Le SUV se gara sous l’olivier aux grandes branches et Marcello en sortit, visiblement pressé. Olivia en fut déçue. Il semblait que, depuis la fin de l’été, quand ils s’étaient laissés aller à quelques délicieux moments de flirt et avaient même pris une journée pour aller visiter Pise, Marcello ait toujours eu de plus en plus de travail. Olivia avait cru que, avec l’approche de l’hiver, il pourrait se reposer un peu, mais cela ne semblait pas être le cas.
Elle avait espéré que, quand il ferait froid, ils pourraient passer des soirées à bavarder près du feu qui brûlait dans le vestibule de la salle de dégustation. Elle avait rêvé de plus encore !
Bien sûr, elle avait elle aussi travaillé beaucoup plus que prévu.

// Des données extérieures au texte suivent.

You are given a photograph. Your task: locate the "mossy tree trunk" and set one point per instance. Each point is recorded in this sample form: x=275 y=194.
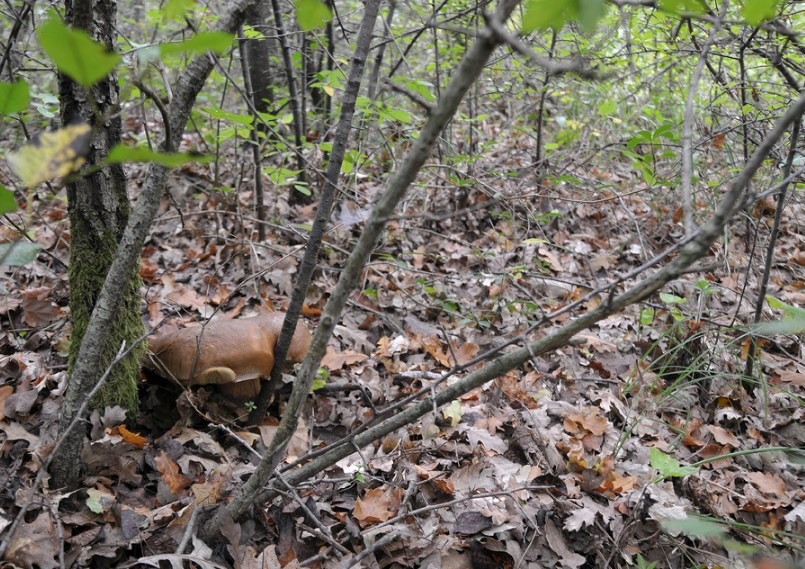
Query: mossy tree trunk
x=99 y=210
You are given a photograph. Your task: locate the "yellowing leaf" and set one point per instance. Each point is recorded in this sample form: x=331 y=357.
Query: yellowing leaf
x=453 y=413
x=51 y=154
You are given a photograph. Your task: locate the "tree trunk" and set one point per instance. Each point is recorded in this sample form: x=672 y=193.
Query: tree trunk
x=257 y=54
x=112 y=300
x=99 y=210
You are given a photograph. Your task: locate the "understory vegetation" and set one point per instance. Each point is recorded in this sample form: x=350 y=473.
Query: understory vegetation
x=552 y=254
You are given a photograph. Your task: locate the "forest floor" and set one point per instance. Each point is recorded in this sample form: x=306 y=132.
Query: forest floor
x=576 y=460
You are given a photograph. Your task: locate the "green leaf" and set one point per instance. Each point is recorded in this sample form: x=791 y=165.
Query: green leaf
x=682 y=7
x=18 y=253
x=607 y=108
x=175 y=10
x=51 y=154
x=122 y=153
x=668 y=466
x=312 y=14
x=793 y=321
x=217 y=42
x=758 y=11
x=544 y=14
x=590 y=13
x=14 y=97
x=695 y=526
x=7 y=201
x=75 y=53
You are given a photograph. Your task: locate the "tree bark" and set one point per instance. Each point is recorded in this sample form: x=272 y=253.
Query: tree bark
x=99 y=210
x=66 y=466
x=467 y=73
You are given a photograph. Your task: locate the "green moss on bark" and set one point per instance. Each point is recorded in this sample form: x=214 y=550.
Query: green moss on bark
x=90 y=260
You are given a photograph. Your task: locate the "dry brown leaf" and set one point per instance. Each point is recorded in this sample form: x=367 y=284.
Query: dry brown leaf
x=175 y=480
x=333 y=360
x=377 y=505
x=37 y=307
x=129 y=437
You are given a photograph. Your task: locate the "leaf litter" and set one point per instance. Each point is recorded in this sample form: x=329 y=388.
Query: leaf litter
x=547 y=466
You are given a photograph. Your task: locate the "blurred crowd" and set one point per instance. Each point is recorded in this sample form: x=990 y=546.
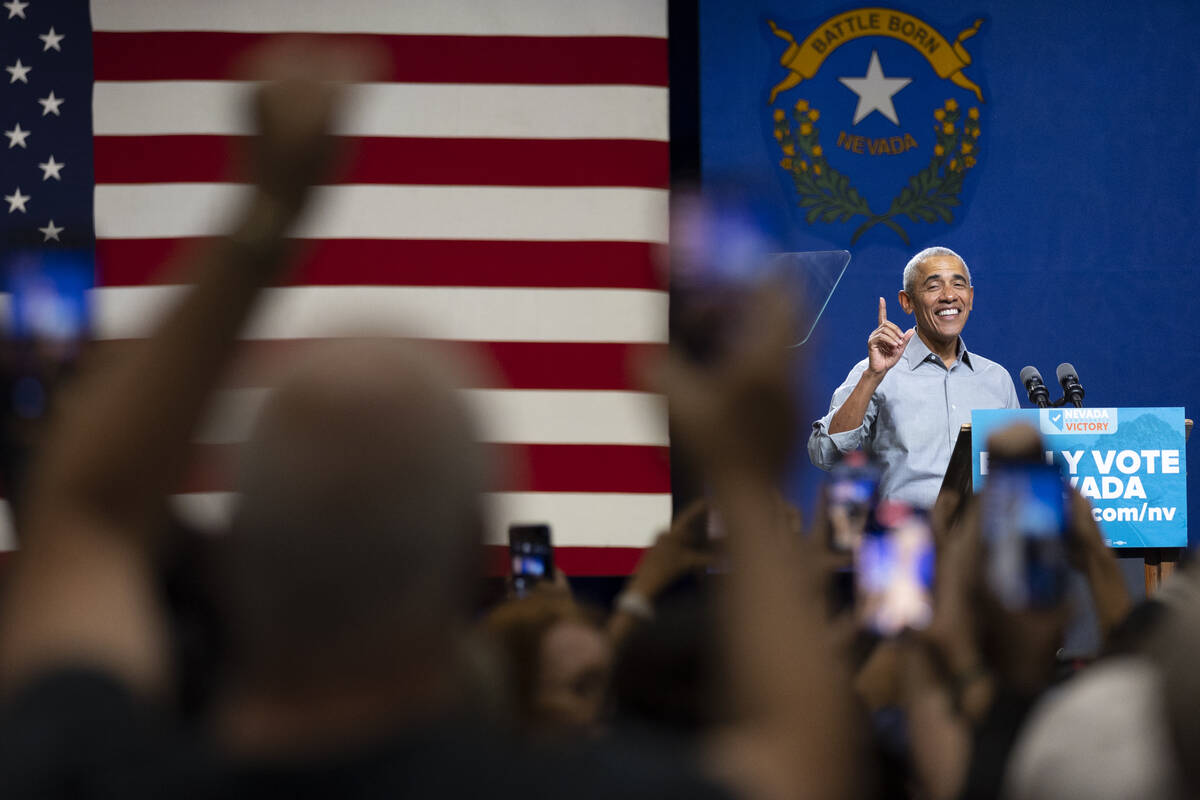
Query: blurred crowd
x=333 y=642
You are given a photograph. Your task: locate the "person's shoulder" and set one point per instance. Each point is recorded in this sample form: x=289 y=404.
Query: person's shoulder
x=983 y=364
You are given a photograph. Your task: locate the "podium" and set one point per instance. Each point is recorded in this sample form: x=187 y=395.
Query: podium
x=963 y=475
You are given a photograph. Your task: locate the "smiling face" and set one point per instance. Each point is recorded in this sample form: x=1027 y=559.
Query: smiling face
x=941 y=299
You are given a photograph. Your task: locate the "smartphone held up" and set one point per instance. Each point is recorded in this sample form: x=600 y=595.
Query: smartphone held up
x=531 y=557
x=1024 y=518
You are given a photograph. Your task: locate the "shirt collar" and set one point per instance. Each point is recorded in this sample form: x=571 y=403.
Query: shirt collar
x=918 y=353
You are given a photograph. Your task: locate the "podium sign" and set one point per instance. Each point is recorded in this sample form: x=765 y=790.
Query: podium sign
x=1128 y=462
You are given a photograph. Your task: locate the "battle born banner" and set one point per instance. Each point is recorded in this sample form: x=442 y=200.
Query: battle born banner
x=1050 y=144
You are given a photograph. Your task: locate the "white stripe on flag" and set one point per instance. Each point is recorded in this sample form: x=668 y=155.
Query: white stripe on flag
x=457 y=313
x=444 y=17
x=435 y=110
x=579 y=519
x=504 y=415
x=382 y=211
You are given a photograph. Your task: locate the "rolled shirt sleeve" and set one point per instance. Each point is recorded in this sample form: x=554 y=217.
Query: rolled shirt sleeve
x=826 y=449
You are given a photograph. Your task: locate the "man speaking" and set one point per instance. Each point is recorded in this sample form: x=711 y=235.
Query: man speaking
x=904 y=403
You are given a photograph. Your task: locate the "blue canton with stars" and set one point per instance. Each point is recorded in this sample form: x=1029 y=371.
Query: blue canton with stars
x=46 y=149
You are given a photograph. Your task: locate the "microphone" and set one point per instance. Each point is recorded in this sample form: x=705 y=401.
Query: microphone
x=1072 y=391
x=1036 y=388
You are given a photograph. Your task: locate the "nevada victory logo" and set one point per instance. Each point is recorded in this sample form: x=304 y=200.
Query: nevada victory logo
x=876 y=122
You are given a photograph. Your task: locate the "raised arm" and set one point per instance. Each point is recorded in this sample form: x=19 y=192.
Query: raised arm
x=885 y=347
x=82 y=589
x=797 y=737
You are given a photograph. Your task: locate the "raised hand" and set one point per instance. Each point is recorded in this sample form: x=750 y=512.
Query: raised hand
x=886 y=343
x=303 y=90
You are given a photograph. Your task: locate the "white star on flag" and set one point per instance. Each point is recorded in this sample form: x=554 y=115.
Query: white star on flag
x=17 y=200
x=18 y=71
x=875 y=91
x=52 y=40
x=51 y=169
x=52 y=232
x=16 y=136
x=51 y=104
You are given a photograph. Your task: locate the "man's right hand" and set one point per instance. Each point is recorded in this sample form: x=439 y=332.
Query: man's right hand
x=886 y=343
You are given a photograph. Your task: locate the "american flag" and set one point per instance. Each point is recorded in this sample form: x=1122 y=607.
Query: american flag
x=507 y=196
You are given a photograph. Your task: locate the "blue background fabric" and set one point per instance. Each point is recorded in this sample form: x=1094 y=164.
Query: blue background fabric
x=1078 y=217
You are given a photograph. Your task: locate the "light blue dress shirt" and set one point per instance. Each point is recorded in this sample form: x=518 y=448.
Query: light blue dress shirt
x=913 y=417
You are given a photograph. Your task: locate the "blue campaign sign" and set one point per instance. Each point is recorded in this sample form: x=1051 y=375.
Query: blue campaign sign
x=1129 y=462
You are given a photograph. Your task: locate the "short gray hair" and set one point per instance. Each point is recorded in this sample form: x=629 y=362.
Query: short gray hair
x=910 y=270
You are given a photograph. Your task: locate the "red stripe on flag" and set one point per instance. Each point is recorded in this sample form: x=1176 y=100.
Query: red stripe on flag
x=207 y=55
x=633 y=469
x=612 y=366
x=402 y=161
x=414 y=262
x=575 y=561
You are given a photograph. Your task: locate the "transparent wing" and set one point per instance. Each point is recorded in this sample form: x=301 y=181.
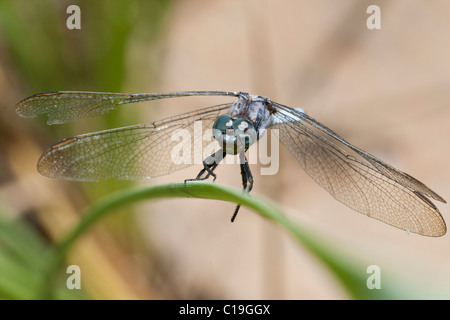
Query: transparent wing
x=66 y=106
x=358 y=179
x=134 y=152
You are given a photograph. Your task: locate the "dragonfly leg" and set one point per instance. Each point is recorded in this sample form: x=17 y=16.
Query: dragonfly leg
x=247 y=180
x=209 y=165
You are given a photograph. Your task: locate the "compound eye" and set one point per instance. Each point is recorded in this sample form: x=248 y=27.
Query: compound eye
x=245 y=131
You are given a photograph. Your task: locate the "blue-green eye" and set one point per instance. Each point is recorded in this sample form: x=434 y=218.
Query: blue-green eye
x=245 y=131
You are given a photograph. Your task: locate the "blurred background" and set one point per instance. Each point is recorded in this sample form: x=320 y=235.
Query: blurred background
x=386 y=91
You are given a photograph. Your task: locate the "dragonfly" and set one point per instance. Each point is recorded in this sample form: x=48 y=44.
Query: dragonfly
x=351 y=175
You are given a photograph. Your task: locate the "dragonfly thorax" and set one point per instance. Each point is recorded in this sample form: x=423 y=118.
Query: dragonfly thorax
x=234 y=136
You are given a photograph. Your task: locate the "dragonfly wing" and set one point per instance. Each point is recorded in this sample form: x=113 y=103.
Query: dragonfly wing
x=358 y=179
x=66 y=106
x=134 y=152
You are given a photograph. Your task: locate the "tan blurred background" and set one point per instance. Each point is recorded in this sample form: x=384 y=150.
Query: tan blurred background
x=386 y=91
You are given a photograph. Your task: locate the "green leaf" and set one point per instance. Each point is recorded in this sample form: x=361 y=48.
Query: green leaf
x=348 y=271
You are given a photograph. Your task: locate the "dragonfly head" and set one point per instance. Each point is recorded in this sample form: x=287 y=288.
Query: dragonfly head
x=234 y=136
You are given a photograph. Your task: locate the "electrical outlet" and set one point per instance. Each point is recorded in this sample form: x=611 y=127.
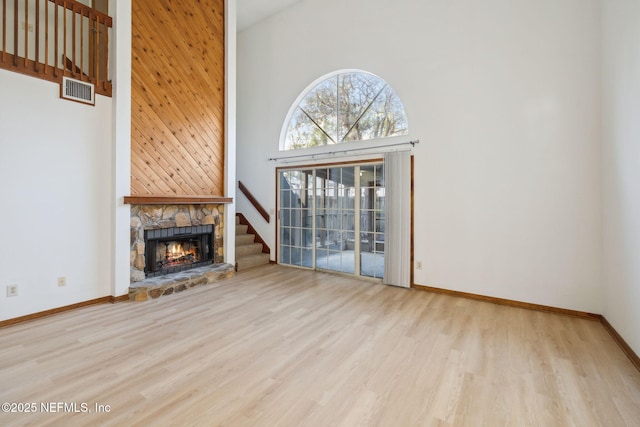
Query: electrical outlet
x=12 y=291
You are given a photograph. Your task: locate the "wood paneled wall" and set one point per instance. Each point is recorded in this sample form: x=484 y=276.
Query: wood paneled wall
x=177 y=109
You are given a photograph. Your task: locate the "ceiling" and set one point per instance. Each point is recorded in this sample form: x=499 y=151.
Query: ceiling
x=253 y=11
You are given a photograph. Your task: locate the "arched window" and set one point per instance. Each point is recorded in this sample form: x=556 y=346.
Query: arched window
x=344 y=107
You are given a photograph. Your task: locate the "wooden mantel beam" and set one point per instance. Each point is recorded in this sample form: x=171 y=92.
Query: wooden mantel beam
x=176 y=200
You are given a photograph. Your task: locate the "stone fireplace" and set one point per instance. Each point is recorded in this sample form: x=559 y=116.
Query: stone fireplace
x=170 y=250
x=168 y=239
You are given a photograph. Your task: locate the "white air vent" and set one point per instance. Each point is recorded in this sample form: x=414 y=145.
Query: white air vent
x=77 y=90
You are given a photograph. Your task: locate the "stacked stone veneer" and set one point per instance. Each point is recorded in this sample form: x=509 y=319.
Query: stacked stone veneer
x=150 y=217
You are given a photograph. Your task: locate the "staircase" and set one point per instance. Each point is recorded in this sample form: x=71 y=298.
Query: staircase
x=249 y=252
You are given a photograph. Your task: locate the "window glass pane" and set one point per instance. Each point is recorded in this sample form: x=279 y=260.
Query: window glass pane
x=285 y=254
x=347 y=107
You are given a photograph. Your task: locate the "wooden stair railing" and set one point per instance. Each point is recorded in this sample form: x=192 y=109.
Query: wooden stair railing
x=263 y=212
x=49 y=39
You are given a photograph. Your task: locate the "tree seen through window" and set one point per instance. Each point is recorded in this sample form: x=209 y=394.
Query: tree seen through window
x=346 y=107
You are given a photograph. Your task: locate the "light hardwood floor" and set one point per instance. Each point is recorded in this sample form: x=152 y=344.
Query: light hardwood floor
x=283 y=346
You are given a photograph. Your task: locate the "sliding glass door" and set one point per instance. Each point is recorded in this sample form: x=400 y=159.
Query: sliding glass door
x=332 y=218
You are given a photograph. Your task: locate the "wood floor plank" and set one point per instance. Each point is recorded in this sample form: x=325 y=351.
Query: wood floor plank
x=290 y=347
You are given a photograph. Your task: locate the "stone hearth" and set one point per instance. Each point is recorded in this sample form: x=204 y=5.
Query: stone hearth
x=156 y=287
x=153 y=217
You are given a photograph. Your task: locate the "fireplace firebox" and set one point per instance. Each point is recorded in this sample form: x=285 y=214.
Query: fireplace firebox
x=170 y=250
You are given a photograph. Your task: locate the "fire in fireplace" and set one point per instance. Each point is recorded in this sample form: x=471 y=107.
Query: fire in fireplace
x=170 y=250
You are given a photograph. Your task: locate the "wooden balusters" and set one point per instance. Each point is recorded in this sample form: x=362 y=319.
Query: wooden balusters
x=39 y=42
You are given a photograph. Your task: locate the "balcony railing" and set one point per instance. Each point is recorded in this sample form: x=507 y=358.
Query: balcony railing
x=51 y=39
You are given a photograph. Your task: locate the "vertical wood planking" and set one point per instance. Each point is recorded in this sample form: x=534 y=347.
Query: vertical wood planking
x=55 y=53
x=46 y=37
x=105 y=56
x=4 y=28
x=177 y=98
x=15 y=32
x=64 y=39
x=37 y=61
x=26 y=32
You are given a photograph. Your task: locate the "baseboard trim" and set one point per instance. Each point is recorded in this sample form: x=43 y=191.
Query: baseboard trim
x=29 y=317
x=511 y=303
x=121 y=298
x=626 y=349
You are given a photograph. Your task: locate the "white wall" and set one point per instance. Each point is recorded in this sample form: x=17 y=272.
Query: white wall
x=504 y=97
x=55 y=170
x=621 y=158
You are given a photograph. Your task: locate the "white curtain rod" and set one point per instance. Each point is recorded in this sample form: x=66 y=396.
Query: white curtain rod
x=348 y=150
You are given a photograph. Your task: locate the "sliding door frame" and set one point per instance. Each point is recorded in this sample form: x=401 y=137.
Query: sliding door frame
x=354 y=163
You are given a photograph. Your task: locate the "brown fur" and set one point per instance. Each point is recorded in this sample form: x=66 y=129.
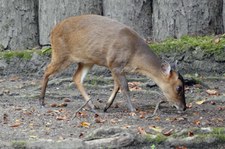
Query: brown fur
x=92 y=39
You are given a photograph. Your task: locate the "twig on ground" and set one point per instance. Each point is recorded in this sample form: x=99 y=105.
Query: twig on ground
x=156 y=108
x=81 y=108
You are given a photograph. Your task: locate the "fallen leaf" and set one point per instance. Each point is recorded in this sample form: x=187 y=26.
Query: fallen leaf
x=61 y=118
x=67 y=100
x=81 y=135
x=181 y=147
x=212 y=92
x=142 y=114
x=189 y=105
x=16 y=124
x=167 y=133
x=221 y=108
x=132 y=114
x=157 y=118
x=200 y=102
x=113 y=121
x=126 y=126
x=82 y=114
x=156 y=128
x=134 y=86
x=14 y=78
x=142 y=131
x=62 y=105
x=190 y=134
x=33 y=137
x=53 y=105
x=98 y=119
x=212 y=102
x=85 y=124
x=217 y=40
x=197 y=122
x=5 y=118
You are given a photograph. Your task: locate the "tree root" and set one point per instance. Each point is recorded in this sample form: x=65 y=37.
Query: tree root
x=77 y=111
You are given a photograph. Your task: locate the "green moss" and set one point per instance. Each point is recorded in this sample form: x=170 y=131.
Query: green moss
x=219 y=133
x=19 y=144
x=206 y=43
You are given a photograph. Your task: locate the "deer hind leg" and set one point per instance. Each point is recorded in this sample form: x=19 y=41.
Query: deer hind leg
x=78 y=79
x=112 y=96
x=51 y=69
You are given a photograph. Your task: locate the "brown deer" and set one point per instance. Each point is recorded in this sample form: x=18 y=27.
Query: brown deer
x=92 y=39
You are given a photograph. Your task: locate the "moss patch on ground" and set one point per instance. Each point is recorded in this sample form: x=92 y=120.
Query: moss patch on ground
x=209 y=44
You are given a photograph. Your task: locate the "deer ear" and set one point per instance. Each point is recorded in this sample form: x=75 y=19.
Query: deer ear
x=174 y=65
x=166 y=68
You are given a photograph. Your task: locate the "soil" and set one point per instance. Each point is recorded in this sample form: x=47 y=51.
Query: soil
x=22 y=118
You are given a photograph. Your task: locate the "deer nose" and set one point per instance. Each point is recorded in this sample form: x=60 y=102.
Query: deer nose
x=185 y=107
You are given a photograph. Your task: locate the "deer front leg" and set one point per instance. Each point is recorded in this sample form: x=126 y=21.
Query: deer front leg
x=123 y=85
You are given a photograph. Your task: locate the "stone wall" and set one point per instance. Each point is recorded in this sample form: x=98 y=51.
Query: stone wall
x=27 y=23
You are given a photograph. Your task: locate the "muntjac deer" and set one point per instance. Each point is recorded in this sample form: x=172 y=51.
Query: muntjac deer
x=92 y=39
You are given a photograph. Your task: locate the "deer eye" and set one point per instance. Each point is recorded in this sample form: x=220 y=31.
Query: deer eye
x=179 y=89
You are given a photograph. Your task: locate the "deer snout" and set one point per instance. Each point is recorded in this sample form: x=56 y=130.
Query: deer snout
x=181 y=107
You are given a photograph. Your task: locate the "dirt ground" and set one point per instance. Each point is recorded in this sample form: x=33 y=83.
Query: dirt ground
x=22 y=118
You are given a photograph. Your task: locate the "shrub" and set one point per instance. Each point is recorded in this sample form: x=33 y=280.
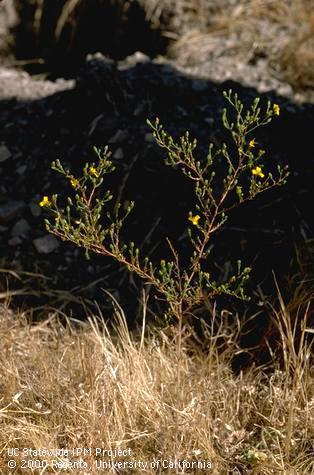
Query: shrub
x=222 y=180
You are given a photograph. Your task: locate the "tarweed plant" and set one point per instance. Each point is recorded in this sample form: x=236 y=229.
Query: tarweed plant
x=90 y=222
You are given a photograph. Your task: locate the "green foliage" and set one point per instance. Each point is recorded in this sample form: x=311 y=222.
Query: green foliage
x=91 y=222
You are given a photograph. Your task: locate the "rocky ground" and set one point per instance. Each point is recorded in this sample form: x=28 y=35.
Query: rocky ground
x=108 y=103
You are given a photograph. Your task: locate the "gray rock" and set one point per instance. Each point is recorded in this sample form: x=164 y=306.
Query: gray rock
x=15 y=241
x=46 y=244
x=20 y=228
x=11 y=209
x=5 y=153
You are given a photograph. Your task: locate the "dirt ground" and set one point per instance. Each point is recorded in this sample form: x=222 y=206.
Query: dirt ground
x=44 y=117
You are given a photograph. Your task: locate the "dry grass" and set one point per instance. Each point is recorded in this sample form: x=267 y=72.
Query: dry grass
x=282 y=32
x=77 y=385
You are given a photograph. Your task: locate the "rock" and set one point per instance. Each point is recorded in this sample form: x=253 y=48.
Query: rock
x=21 y=169
x=119 y=154
x=5 y=153
x=46 y=244
x=10 y=209
x=15 y=241
x=20 y=228
x=119 y=137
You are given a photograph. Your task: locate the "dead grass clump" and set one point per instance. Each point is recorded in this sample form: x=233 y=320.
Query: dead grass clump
x=79 y=386
x=282 y=32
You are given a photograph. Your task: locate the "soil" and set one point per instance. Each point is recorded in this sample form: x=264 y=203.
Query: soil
x=108 y=102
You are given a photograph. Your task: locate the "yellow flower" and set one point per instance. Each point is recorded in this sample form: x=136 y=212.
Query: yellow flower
x=194 y=219
x=74 y=182
x=276 y=109
x=257 y=171
x=93 y=171
x=45 y=202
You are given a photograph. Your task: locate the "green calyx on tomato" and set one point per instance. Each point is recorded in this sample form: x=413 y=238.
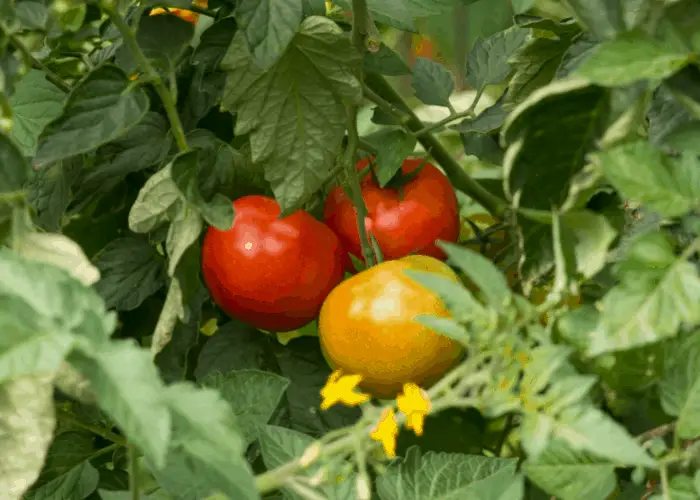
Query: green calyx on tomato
x=403 y=221
x=272 y=273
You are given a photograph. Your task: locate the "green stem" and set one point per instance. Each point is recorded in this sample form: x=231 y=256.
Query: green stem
x=100 y=431
x=153 y=77
x=460 y=179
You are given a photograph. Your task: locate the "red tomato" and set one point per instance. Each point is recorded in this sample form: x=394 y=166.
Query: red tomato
x=402 y=223
x=271 y=273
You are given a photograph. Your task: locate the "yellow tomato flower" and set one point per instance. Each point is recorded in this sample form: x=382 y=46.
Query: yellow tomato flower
x=386 y=431
x=414 y=403
x=341 y=389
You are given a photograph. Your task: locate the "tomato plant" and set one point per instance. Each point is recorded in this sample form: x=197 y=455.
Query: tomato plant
x=403 y=220
x=273 y=273
x=183 y=186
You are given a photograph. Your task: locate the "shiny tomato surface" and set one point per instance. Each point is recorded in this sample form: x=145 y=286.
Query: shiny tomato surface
x=271 y=273
x=403 y=223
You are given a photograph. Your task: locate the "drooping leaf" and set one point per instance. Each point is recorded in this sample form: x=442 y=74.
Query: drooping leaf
x=280 y=445
x=15 y=169
x=385 y=62
x=432 y=82
x=35 y=103
x=546 y=150
x=488 y=59
x=269 y=27
x=657 y=293
x=603 y=18
x=627 y=60
x=77 y=484
x=294 y=113
x=156 y=200
x=394 y=149
x=447 y=475
x=680 y=386
x=131 y=271
x=571 y=475
x=154 y=29
x=103 y=107
x=210 y=440
x=253 y=396
x=24 y=440
x=133 y=398
x=642 y=173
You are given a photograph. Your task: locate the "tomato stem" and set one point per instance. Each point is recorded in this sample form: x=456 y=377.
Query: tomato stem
x=459 y=178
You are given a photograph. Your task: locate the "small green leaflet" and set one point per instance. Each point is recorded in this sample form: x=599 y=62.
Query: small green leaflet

En plus de ses tentatives de vinification, le travail qu’elle avait consacré au marketing de l’exploitation viticole l’avait obligée à passer des heures dans le bureau situé au fond de la réserve, isolée et avec son ordinateur portable pour seule compagnie.
Alors, quand il la vit, Marcello sourit, ses dents blanches étincelèrent dans son visage bronzé et ses yeux bleus se firent plus chaleureux.
Olivia pensa qu’il avait l’air content mais aussi embarrassé, comme s’il pensait lui aussi qu’il y avait des sujets qu’ils auraient dû aborder ensemble.
– Olivia, c’est un plaisir de te voir, dit-il. Nadia m’a appelé. Elle a dit que tu avais créé un rosé qui sera un cru unique et qui nous rapportera des récompenses. Je suis vraiment fier de toi.
Et dire que, la veille, Olivia avait rédigé une lettre d’excuses pour lui parce qu’elle avait cru qu’elle avait de gros ennuis ! La situation d’Olivia avait énormément changé et elle en avait la tête qui tournait.
– Merci, dit-elle. Je suis vraiment contente que ça ait bien marché, même si ce succès est dû à la chance du débutant.
Elle avait ajouté un tout petit peu de séduction à ses paroles. Après tout, si elle pouvait réussir au-delà de ses rêves les plus fous dans une partie de sa vie, elle pourrait peut-être le refaire dans une autre !
– Pas du tout. C’est de la compétence, dit Marcello en insistant. Ne sous-estime pas tes talents. Je suis fier que nous ayons un nouveau vin délicieux à offrir à ce critique renommé le jour de son arrivée.
Olivia sentit son estomac se nouer à cette idée. Décidant de passer à un sujet moins effrayant, elle parla précipitamment.
– As-tu fini le travail pour la journée ? Tu as prévu quelque chose ce soir ?
Dès qu’Olivia eut prononcé ces mots, elle se dit qu’elle aurait aimé pouvoir les effacer parce qu’elle avait finalement donné l’impression d’être beaucoup trop impertinente. Elle avait presque demandé à Marcello s’il était libre ce soir. C’était foireux. Plusieurs mois auparavant, Olivia avait conclu que, pour qu’il y ait une histoire d’amour entre eux, il faudrait que ce soit son magnifique patron qui fasse le premier pas. Elle ne pouvait pas insister elle-même, car elle avait trop à perdre. Si leur histoire se passait mal, cela pourrait faire courir des risques à son emploi et à son avenir à l’exploitation viticole.
– Plus tard ce soir, j’ai une conférence téléphonique avec un fournisseur des États-Unis, dit Marcello en levant un sourcil. Le nouveau rosé est une nouvelle passionnante dont je compte parler lors de cette discussion.
Déçue, Olivia se força à sourire poliment. Ce n’était pas ce qu’elle avait espéré l’entendre dire.
Cependant, quand il parla à nouveau, il le fit d’un ton charmeur.
– Mis à part ça, je préparerai des pâtes et je boirai un verre de vin rouge. Le plat que j’ai prévu pour ce soir est le Ragu al Cinghiale. C’est un plat toscan traditionnel et délicieux que l’on prépare avec du sanglier sauvage, actuellement en vente à la boucherie du village.